Entre os itens colocados à venda estavam duas caminhonetes Mitsubishi L200 Triton, uma Mercedes-Benz Sprinter 2020/2021, uma retroescavadeira Case 580N, um trator New Holland TT 4030, um caminhão Mercedes-Benz Atron 2729, ônibus, vans e equipamentos agrícolas. O primeiro certame, marcado para fevereiro de 2025, foi revogado pela própria Prefeitura por “vício insanável” no prazo de publicação do edital. Posteriormente, o Leilão nº 02/2025 ampliou a relação para 21 lotes e foi realizado em abril.

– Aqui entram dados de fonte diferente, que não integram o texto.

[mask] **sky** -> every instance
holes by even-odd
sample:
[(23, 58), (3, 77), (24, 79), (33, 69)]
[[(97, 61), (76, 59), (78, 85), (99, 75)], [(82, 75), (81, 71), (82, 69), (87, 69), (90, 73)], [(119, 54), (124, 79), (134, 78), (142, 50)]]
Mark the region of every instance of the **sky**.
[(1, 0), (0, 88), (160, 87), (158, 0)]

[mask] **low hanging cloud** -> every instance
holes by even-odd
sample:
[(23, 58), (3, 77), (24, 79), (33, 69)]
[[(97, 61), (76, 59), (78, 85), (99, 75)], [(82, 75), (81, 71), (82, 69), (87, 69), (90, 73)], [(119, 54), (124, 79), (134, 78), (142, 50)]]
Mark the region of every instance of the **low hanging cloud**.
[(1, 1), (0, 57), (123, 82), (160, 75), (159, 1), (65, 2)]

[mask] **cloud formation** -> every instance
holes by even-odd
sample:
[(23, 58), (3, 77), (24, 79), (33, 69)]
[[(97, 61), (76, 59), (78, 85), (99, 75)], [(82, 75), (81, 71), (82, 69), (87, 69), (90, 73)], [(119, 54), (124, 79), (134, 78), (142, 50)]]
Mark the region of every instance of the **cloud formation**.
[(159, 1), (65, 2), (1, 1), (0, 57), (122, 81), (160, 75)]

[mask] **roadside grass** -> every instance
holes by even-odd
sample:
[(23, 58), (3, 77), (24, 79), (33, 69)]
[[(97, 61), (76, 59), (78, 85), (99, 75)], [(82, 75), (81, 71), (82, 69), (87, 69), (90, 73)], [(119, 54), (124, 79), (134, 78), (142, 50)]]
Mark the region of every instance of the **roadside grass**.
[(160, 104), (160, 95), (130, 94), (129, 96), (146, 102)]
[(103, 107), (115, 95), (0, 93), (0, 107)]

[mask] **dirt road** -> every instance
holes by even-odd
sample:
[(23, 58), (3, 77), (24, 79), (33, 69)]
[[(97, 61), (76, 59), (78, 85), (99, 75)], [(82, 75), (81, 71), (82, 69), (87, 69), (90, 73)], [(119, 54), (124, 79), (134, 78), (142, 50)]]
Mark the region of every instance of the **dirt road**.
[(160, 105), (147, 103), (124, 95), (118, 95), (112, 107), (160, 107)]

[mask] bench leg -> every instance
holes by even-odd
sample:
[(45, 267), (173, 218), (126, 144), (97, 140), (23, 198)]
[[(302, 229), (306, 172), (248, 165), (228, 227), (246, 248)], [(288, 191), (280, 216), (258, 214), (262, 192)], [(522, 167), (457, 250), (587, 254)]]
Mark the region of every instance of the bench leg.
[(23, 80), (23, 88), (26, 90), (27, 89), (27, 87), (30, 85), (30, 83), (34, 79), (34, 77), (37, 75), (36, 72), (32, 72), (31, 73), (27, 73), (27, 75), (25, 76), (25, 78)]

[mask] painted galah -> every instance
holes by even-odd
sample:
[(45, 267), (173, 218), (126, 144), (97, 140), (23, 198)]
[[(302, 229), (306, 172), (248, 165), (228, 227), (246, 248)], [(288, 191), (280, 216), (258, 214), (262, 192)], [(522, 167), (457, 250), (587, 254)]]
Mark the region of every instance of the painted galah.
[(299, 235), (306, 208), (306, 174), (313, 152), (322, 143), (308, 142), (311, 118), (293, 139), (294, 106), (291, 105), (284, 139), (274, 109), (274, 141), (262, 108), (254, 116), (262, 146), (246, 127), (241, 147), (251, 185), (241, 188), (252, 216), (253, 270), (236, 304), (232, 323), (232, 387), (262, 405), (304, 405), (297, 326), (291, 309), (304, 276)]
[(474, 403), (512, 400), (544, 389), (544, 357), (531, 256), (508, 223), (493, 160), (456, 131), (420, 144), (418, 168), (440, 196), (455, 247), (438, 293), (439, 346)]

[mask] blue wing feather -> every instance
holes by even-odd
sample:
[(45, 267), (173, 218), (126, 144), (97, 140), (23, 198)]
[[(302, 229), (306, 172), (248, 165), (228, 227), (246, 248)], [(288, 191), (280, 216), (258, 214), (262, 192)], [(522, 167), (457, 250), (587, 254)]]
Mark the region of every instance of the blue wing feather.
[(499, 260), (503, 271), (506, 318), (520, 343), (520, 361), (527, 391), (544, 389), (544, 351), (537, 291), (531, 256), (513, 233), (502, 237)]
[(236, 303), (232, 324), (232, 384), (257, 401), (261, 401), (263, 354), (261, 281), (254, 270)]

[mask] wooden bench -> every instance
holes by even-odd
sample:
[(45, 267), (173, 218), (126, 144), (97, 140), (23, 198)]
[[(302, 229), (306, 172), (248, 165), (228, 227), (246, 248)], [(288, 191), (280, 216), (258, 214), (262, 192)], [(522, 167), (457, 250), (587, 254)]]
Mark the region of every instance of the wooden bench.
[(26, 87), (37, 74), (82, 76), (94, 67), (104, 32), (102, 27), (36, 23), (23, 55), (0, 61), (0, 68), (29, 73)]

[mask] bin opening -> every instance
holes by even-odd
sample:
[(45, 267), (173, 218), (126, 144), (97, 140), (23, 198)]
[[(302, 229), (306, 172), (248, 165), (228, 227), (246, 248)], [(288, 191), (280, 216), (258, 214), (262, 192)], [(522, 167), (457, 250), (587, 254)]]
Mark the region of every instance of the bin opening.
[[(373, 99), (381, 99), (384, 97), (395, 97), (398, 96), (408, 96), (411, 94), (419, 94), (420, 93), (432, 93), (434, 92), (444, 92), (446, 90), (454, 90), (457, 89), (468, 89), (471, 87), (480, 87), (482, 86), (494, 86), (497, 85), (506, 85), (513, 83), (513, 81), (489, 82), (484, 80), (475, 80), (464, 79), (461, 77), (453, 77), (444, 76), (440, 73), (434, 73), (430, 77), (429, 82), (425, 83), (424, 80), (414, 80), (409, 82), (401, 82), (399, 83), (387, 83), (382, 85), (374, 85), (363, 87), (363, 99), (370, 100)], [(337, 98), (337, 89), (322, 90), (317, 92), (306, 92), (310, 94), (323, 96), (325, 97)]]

Os órgãos de controle foram provocados a comparar o valor contábil e o preço de mercado de cada bem com a avaliação municipal, o lance mínimo e o valor final da arrematação. Também foram solicitadas informações sobre compradores, pagamentos, contas bancárias, registros contábeis, eventuais cancelamentos e aplicação da receita. Outro ponto envolve a escolha do leiloeiro Marcos Wladimir Dulnik, contratado com comissão de 5% paga pelos arrematantes, além da alegação de possível vínculo familiar entre um comprador e integrantes da administração municipal.
A existência das denúncias não comprova subavaliação, favorecimento ou prejuízo aos cofres públicos. Essas conclusões dependem da análise integral do processo administrativo e das respostas da Prefeitura e dos envolvidos. Pela legislação, a alienação de bens públicos exige avaliação prévia, justificativa de interesse público e transparência; a receita obtida, em regra, não pode financiar despesas correntes, conforme a Lei de Responsabilidade Fiscal.